8:45 MARCOS: Okay. Like two weeks ago, or ten days ago, I don’t remember, my distribution company called me that they had received a film ‘Leaving Neverland”. Actually they were a little worried. This distribution company distributes my films and my next film is not a Michael Jackson documentary [but about Bruce Swedien] and they called me and said, “Maybe you should see this because this could be a problem”. So I went to their offices and sat down in front of a computer and I watched the whole movie and I couldn’t believe what I saw.
What the director has done in this movie is that he builds up the first part of the movie very very good, and it’s very credible. The first part of the movie is how James and Wade met Michael. You have to think that meeting Michael Jackson is something quite unique. Not everybody has had the luck to meet the man. So when you are watching a movie where two kids, two normal kids have the luck to meet Michael it is already like magical.
They tell you this for like half an hour or 45 minutes, they explain to you how these kids met Michael. And they are showing you pictures of the kids with Michael – Michael with the kids in their home, like very relaxed pictures on the sofa with family, and you as a spectator you are like – oh, my God, how lucky they’ve been!
So you are slowing getting into their world. You trust them, you believe them, because you see the evidence – because yes, they’ve met Michael Jackson. And that’s quite unique.
And when they have captured you in this way, when they have you like “now you are in my world, you are now in a magical world, you see I met Michael, you see my pictures with Michael. Now I am going to start saying other stuff”.
And that’s why I couldn’t find it credible, that stuff. Because it was like a very nice movie about two kids meeting Michael, first one and then the other, and then suddenly they start talking about abuse, they start saying those nasty things that I cannot even reproduce. Descriptions, descriptions, descriptions of so many horrible things, you wouldn’t imagine.
I couldn’t believe a word of them. I saw clearly what the director was doing. When you want to say a lie first you have to say the truth. The first 35 minutes of the documentary is all truth, so you believe everything and from then on you have to believe everything they say. When the 35-45 minutes were over, it’s when lies began. I couldn’t believe a word of what they said.

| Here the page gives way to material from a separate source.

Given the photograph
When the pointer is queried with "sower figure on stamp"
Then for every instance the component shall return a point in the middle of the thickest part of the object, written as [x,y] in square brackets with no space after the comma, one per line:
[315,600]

What Dan Reed has done is a very credible 35 minutes beginning of the story and very nice too, so when they get you trapped, now the lies begin.
12:00 HOST: So basically he’s gained the audience trust and then…

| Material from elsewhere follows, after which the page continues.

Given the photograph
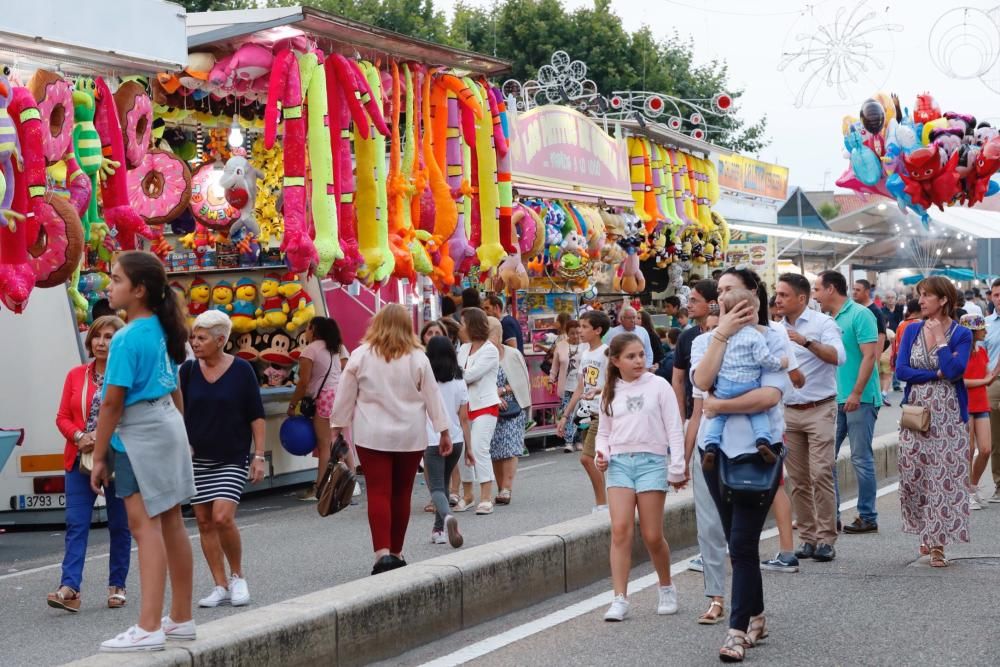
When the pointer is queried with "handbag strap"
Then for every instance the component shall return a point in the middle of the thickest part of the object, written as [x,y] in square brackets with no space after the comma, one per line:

12:05 MARCOS: Exactly! Because you like those kids. For the first 35 minutes you liked them, you want to be like them, you want to be their friends, you think how lucky they’ve been and how incredible was Michael. They talk about Michael and say that he is a great guy, so it is a very nice, nice atmosphere. And after that it turns like 180 degrees and the bad thing starts.
12:35 HOST: Also the first 35 minutes which is the wonderful stuff and all those photos is another reason why you trust and believe them, because it’s all real, easily provable, there is evidence for all of that. So they have evidence of all those stories – why would you then doubt the rest?

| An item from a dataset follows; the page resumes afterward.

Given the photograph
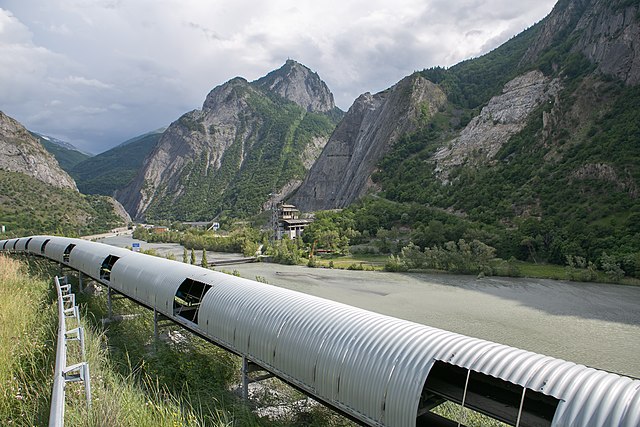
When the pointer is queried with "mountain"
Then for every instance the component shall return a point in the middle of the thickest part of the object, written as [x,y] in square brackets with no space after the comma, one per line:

12:55 MARCOS: Exactly. That’s the trick, that’s the trick of the film. The 35 minutes are all true – so now you believe the rest, the other 3 hours. That’s what they’ve done.
13:05 HOST: So Marcos, when you get into the second half of the film when the allegations are coming out and they detail the allegations that are horrible lies around sexual acts, does Dan Reed attempt to put in any evidence, like other evidence around at all or is it just the stories of the guys?
13:25 MARCOS: No, no. Just the stories, there is no evidence. Zero evidence. There are some faxes and some autographs, and Michael saying “I love you”, “I miss you”, but that’s not evidence to me. That’s not evidence of sexual abuse.
Host: Taj, you’ve found some letters that you’ve mentioned before. Marcos, you mentioned that in that documentary all they have is some faxes. Was there anything else other than faxes?
24:20 MARCOS: No. Nothing else. The big part of their accusations are descriptions. So when you are watching the film, the film is description, description, description. They say all these horrible things that supposedly happened. And you really feel bad. You feel bad because you don’t want to hear all those bad words, not because you are believing what they are saying.
If I do a three hour documentary saying that the Earth is flat someone will probably believe that the Earth is flat. And this is a documentary where for three hours and a half these two guys are saying horrible things. They describe horrible situations in hotel rooms, in Neverland and it’s quite sick, it is really, really sick. So this is like the strong part of the movie, the descriptions. But there is no evidence. Zero evidence. And there is only one side of the story. There is no one saying the other part of the story or trying to fight them back. This is not good professional work.